June 24, 2014
Article by Global Pre-Meds
Hospital doctor shadowing & global health experience programs.
While there are a few similarities between a residency interview and a medical school admission interview, the aim of both these interviews is quite different and that itself sets the stage for several differences between the two. During your medical school admission interview the interviewer’s main aim is to assess your commitment to medicine, whereas at the residency interview, no one is trying to determine your commitment to medicine, but instead they are specifically assessing your commitment to the specialty to which you are applying. They are also assessing your ability to perform well as a resident and whether or not you will be a good fit for their program.
Here are a few things to keep in mind that will help you ace your residency interview:
A large part of your residency interview will focus on the assessment of your interpersonal skills. In addition to evaluating your ability to communicate, the interviewer will also be assessing your demeanour, compassion, enthusiasm and general attitude. The reasons behind giving interpersonal skills so much importance are two-fold. Firstly, being compassionate, dedicated and an effective communicator are essential skills for any physician, regardless of specialty. Secondly, program directors will also give preference to applicants who are more likely to be pleasant to have in their program. You will be spending three to five intensive years in this program so interviewers try to pick candidates who will be a joy to train.
As part of the routine to assess your communication skills, be prepared to answer questions such as, “Describe an interesting case”.
Why is this important? Your interviewer will be the one recommending your application to the residency admissions committee and the only thing they can use to leverage your candidacy is the information that you provide. Sometimes, residency interviewers who have had very little interviewing experience may simply not know the best questions to ask or what information they should obtain. If your interviewer fails to ask you pertinent questions, the information they would have obtained would be limited and their presentations in support of your candidacy may be weak. In your best interests, it is up to you as a residency applicant to take the lead and provide your interviewer with as much information about yourself as possible. Make sure it is relevant information. Convince them about your interest in this particular specialty and what makes you a strong contender for the residency. Volunteer details about the various activities that you have engaged in to explore your interest in that specialty.
Clearly articulate your interest in that specific program. Residency program directors must be convinced that you are genuinely interested in the specialty and you have a clear understanding of what it means to practice in that specialty. They also want to know that you are dedicated and motivated and that you will work hard to become an outstanding physician.

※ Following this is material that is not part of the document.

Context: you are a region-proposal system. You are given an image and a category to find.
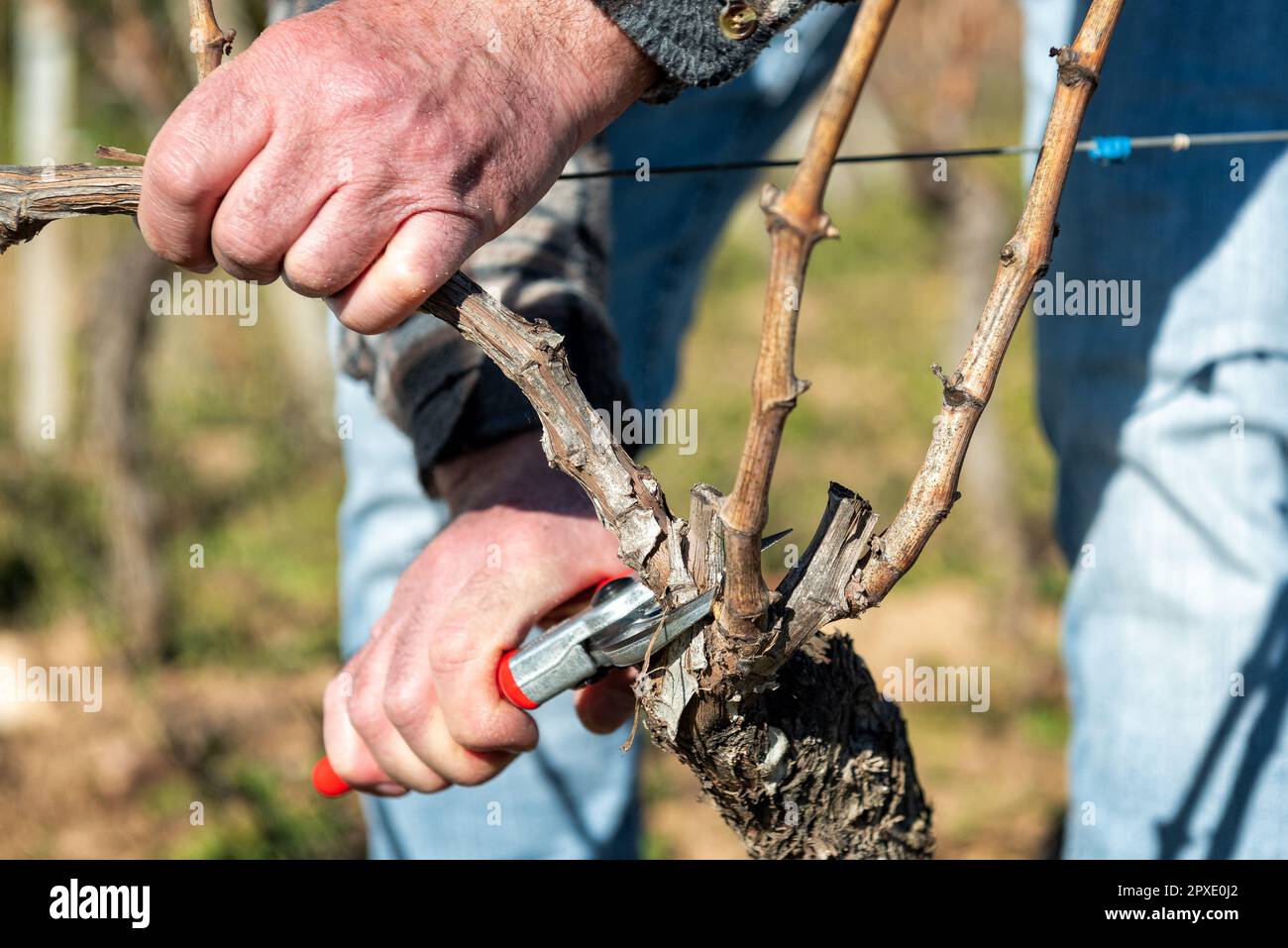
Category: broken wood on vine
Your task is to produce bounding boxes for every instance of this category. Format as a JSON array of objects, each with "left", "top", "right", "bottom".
[{"left": 0, "top": 0, "right": 1124, "bottom": 858}]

One question that is always asked at every residency interview is, “Why THIS particular specialty?” Your success at the interview hinges on the answer you give. Your reply to this question must be clear and well thought out. Don’t be vague and don’t give a generic response they will be expecting. You know you are going to be asked this question. Before going for the interview, brain storm a bit and prepare a response that is unique and convincing that will not only set you apart from other applicants but will also let your passion for the specialty show through. Support your reply by using examples from your rotations in that specialty to illustrate what you like about it.
While you may not be evaluated solely on the way you dress for the interview, it does matter. Interviewers want to make sure you are mature, professional and well-balanced and how you dress can say a lot about these attributes. To be successful at your residency interview, it is equally important to be amiable, speak clearly and articulately, make eye contact with everyone whom you meet and convey confidence but without any hint of arrogance.